Entre 2010 et 2013, un éleveur du Blanc dit avoir retrouvé plusieurs poulains morts, avec une oreille coupée - toujours la même. Un parallèle troublant avec la série noire de cette année 2020.

L'un des poulains retrouvés morts en 2018
L'un des poulains retrouvés morts en 2018 - Jérôme Seiller - DR

Y'avait-il des précédents dans l'affaire des chevaux mutilés ? Alors que la série noire de l'été continue (un cheval retrouvé blessé en Bretagne lundi matin, un autre ce week-end dans le Sud), l'Indre n'a toujours aucun cas signalé. Mais ces actes rappellent le souvenir d'autres affaires survenues, elles, il y a plusieurs années, dans un élevage du Blanc. 

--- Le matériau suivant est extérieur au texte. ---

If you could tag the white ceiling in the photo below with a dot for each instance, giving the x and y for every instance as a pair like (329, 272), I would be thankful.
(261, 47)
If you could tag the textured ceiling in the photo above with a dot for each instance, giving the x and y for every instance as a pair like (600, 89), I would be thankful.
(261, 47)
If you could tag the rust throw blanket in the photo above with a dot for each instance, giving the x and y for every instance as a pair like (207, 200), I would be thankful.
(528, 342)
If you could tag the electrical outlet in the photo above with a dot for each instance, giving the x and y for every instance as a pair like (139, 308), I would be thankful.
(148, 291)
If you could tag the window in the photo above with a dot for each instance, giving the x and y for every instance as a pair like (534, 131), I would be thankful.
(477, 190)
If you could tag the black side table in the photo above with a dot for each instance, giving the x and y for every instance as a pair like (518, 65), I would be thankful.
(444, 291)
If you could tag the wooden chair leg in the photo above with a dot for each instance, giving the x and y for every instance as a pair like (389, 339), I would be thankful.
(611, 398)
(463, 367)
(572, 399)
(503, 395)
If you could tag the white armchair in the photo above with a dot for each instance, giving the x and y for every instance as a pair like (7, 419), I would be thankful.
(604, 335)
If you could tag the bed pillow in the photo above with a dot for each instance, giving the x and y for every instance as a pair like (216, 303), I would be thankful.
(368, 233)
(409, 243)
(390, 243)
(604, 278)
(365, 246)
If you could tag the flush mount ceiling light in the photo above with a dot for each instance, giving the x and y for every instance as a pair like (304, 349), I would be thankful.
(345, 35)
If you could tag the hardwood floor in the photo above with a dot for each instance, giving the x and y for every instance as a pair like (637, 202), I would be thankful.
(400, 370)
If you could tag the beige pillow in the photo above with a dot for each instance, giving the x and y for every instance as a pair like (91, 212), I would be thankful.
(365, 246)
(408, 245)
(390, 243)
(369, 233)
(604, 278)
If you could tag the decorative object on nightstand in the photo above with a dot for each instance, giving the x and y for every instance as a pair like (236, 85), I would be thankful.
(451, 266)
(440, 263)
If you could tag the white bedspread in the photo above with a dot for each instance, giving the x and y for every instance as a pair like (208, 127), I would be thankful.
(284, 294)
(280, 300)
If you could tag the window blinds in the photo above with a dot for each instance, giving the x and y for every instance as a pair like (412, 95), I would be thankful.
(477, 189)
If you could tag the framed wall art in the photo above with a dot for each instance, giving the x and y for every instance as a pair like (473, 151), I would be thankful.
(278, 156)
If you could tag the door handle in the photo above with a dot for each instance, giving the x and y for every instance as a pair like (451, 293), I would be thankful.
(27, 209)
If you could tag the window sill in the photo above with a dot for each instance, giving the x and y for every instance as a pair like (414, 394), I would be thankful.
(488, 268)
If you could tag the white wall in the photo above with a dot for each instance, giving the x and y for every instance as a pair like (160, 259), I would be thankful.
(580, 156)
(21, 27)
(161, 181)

Premières attaques dès 2007

Chez Jérôme Seiller vivent environ 300 poneys de race, élevés pour la compétition. Mais depuis plus d'une dizaine d'années, l'éleveur - également vétérinaire - subit des attaques incompréhensibles. Nous en parlions déjà dans cet article, publié au printemps 2018. En 2018 et 2019, en effet, Jérôme Seiller a retrouvé six de ses poulains morts, tués par balle (il a publié des photos sur les réseaux sociaux). Mais les événements de cette année 2020 jettent un nouvel éclairage sur ces actes. 

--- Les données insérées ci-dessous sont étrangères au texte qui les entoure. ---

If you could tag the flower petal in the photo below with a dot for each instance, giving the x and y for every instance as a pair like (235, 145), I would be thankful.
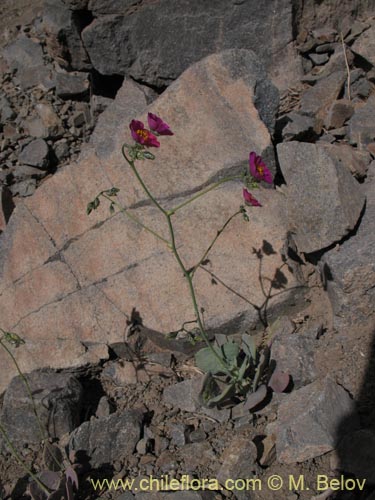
(142, 135)
(258, 168)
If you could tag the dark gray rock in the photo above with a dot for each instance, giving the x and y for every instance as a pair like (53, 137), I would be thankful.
(155, 42)
(238, 460)
(349, 272)
(298, 127)
(356, 455)
(57, 397)
(26, 57)
(72, 85)
(178, 434)
(197, 455)
(336, 63)
(339, 112)
(294, 354)
(325, 48)
(22, 172)
(6, 111)
(365, 45)
(108, 438)
(361, 89)
(361, 125)
(23, 53)
(319, 59)
(184, 395)
(308, 421)
(36, 154)
(62, 29)
(130, 100)
(61, 149)
(24, 188)
(76, 4)
(355, 161)
(324, 200)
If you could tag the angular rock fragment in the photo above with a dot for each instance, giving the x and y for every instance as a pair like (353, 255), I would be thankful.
(316, 100)
(215, 110)
(184, 395)
(294, 354)
(339, 112)
(107, 439)
(364, 46)
(361, 125)
(73, 85)
(308, 421)
(349, 272)
(238, 460)
(57, 396)
(355, 455)
(36, 154)
(324, 200)
(355, 161)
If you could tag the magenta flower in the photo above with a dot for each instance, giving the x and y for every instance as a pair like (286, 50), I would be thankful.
(142, 135)
(249, 198)
(258, 168)
(157, 125)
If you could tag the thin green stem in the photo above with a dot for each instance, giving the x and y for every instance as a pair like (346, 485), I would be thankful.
(20, 461)
(203, 192)
(213, 242)
(136, 220)
(186, 273)
(189, 279)
(140, 180)
(42, 430)
(28, 389)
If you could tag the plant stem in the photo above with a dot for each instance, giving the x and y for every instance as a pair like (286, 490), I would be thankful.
(42, 431)
(204, 191)
(28, 389)
(213, 242)
(136, 220)
(139, 178)
(189, 279)
(21, 463)
(186, 273)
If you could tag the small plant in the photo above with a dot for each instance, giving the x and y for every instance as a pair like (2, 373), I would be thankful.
(55, 484)
(231, 368)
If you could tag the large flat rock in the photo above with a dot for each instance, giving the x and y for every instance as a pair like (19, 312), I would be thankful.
(70, 281)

Une série de morts en 2010-2013, avec des oreilles coupées "toujours du même côté"

Contacté par téléphone, Jérôme Seiller dit aujourd'hui avoir perdu plus d'une vingtaine d'animaux au total. Selon lui, les premiers actes commencent en 2007 avec des chevaux empoisonnés. Mais le plus troublant, ce sont ces morts en série, entre 2010 et 2013. "Chaque année, j'ai eu quatre poulains retrouvés morts avec une oreille coupée. Toujours la même oreille. Je ne suis plus sûr de quel côté, mais ce qui m'avait marqué, c'est que c'était toujours du même côté. L'un avait été égorgé à la jugulaire. Les autres, je n'ai jamais su comment ils étaient morts. À part l'oreille coupée, ils étaient morts sans trace extérieure."

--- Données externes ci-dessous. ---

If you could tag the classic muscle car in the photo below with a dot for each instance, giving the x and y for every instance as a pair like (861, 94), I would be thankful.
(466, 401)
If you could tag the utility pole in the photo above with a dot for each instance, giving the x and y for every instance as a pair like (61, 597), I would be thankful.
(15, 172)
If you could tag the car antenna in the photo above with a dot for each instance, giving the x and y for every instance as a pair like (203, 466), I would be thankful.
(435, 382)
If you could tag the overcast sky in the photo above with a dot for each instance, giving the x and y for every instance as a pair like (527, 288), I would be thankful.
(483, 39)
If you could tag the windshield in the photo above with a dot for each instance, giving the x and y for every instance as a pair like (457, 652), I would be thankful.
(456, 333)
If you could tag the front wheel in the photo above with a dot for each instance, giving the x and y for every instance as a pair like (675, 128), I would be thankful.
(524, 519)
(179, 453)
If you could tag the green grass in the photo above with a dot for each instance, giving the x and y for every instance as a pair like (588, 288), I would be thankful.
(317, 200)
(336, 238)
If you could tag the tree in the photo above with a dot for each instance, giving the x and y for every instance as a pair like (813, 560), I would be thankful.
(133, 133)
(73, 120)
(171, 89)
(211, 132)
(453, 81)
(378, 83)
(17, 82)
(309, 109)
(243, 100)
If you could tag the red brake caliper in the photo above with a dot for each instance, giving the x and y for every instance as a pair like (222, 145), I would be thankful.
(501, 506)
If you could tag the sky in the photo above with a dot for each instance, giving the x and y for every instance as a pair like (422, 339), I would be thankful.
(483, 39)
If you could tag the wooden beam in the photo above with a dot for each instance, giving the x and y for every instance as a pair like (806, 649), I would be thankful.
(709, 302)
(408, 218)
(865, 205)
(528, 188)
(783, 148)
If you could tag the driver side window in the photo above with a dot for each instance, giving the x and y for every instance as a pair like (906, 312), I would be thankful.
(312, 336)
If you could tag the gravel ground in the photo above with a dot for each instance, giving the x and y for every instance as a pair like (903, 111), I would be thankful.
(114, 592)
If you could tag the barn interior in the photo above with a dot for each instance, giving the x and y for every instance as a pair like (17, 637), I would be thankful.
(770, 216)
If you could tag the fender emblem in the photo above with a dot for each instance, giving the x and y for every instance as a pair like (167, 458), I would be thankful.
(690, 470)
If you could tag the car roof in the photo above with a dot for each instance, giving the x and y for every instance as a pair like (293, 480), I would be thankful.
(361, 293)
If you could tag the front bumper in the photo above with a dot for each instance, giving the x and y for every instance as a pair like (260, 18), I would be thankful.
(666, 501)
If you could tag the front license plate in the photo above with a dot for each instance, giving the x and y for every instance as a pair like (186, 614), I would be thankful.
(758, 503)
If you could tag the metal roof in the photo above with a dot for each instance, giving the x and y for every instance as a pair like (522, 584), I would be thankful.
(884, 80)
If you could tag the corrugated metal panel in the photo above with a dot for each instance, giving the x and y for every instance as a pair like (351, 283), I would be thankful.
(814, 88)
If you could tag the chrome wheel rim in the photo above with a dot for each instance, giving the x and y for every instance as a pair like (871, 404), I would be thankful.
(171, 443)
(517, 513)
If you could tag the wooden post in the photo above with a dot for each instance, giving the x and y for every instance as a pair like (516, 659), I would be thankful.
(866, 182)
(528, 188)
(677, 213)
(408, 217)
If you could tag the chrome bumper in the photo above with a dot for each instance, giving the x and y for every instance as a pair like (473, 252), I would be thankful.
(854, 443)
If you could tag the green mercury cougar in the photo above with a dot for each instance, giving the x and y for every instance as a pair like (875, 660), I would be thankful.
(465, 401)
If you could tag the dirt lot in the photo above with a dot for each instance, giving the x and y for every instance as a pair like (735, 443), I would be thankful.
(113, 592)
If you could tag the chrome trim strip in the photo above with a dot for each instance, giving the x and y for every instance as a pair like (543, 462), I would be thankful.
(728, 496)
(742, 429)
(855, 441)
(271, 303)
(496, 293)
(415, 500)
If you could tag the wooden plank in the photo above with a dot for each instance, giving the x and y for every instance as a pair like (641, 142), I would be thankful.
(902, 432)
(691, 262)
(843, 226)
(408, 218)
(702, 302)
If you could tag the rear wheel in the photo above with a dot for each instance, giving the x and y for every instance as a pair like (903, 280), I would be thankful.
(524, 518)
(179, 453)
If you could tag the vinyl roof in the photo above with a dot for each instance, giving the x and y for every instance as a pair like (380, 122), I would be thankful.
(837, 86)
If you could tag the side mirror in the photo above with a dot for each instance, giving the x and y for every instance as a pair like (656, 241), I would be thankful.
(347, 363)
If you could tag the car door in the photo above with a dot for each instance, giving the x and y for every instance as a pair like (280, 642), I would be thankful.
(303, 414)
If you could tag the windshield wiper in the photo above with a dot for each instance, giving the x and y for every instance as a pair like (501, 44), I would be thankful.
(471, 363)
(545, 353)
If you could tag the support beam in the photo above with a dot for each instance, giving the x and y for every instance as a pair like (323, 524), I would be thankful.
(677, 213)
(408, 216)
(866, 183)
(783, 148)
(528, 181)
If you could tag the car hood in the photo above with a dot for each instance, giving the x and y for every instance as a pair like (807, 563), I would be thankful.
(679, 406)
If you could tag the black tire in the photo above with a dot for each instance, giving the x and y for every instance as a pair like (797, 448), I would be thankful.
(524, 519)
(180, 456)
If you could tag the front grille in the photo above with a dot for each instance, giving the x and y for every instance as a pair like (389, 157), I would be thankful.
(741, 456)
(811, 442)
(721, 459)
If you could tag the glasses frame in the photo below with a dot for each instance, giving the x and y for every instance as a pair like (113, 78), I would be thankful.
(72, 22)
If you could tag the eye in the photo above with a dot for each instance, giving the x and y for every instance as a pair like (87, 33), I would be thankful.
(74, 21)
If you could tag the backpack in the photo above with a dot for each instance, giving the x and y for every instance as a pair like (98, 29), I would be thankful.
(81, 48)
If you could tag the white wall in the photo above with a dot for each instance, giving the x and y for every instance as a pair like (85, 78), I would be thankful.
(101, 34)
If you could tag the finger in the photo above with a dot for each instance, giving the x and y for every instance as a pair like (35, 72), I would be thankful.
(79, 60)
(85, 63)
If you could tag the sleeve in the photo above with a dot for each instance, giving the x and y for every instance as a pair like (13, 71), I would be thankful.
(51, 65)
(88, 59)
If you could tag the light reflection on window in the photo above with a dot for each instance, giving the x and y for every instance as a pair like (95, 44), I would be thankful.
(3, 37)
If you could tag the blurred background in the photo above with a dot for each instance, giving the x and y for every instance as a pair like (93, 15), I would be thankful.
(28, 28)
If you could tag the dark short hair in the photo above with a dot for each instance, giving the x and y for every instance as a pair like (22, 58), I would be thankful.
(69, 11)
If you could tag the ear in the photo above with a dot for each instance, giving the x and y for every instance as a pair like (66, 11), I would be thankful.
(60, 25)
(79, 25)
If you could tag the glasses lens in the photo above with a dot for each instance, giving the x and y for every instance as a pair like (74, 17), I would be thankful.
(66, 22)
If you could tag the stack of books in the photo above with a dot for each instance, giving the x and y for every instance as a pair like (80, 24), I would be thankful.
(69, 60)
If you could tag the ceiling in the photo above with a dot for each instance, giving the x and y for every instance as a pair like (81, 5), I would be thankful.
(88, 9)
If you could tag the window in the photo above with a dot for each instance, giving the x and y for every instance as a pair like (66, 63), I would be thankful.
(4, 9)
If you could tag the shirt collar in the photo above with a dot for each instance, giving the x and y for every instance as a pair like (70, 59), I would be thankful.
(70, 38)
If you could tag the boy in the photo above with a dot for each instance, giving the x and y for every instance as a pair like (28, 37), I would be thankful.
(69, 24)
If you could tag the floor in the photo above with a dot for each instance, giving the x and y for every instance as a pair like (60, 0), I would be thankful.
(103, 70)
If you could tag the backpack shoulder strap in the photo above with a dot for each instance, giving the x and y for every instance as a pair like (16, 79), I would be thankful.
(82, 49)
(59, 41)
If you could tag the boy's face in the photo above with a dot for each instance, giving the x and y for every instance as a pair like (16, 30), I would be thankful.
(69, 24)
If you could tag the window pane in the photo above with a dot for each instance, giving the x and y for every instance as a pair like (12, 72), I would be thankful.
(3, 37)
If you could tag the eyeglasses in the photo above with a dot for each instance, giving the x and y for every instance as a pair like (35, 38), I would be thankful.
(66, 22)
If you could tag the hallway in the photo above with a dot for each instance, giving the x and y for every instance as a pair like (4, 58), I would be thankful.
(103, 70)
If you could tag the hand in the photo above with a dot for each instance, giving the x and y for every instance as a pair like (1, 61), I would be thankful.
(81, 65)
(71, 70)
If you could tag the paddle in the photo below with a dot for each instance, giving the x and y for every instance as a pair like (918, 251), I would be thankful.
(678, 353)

Un parallèle frappant avec les affaires de cette année 2020, partout en France. Plusieurs chevaux ont été retrouvés, là aussi, avec une oreille sectionnée et parfois sans trace de violences. Forcément, Jérôme Seiller a fait le lien. "J'y ai repensé, inévitablement. Après, est-ce que c'est la même chose ? Les mêmes personnes ? En tout cas, ce n'est pas l'oeuvre de seulement un détraqué ou un fou. Je pense que ces crimes sont payés, commandités par quelqu'un." Des actes exécutés par des mercenaires ? Un défi lancé sur les réseaux sociaux ? Un mouvement sectaire ? Les pistes avancées cette année sont vastes et pour l'instant, les forces de l'ordre n'ont annoncé aucune arrestation. Un portrait-robot a toutefois été diffusé après une attaque dans l'Yonne

La gendarmerie va se pencher à nouveau sur cette affaire

En attendant, Jérôme Seiller n'a pas retrouvé le ou les meurtriers de ses poneys. Il dit n'avoir pas porté plainte pour les premières affaires, par manque de confiance. "J'ai eu différentes expériences de dépôt de plainte, et ça n'a jamais donné grand-chose. Je pense que derrière, ça ne suit pas au niveau des parquets, des procureurs, etc." Lorsque, après quelques années de "calme", il retrouve de nouveaux poulains tués en 2018, il se décide finalement à déposer plainte, poussé par sa compagne. Sans résultat pour l'instant.

"Cela mérite qu'on s'y intéresse" dit la gendarmerie de l'Indre

Contactée par France Bleu, la gendarmerie de l'Indre dit cependant prendre au sérieux cette ancienne affaire. "Les oreilles coupées sont un marqueur qu'on retrouve effectivement dans les affaires de 2020, cela mérite qu'on s'y intéresse", précise la gendarmerie, qui compte se pencher très rapidement sur ce dossier et, peut-être, entamer de nouvelles investigations.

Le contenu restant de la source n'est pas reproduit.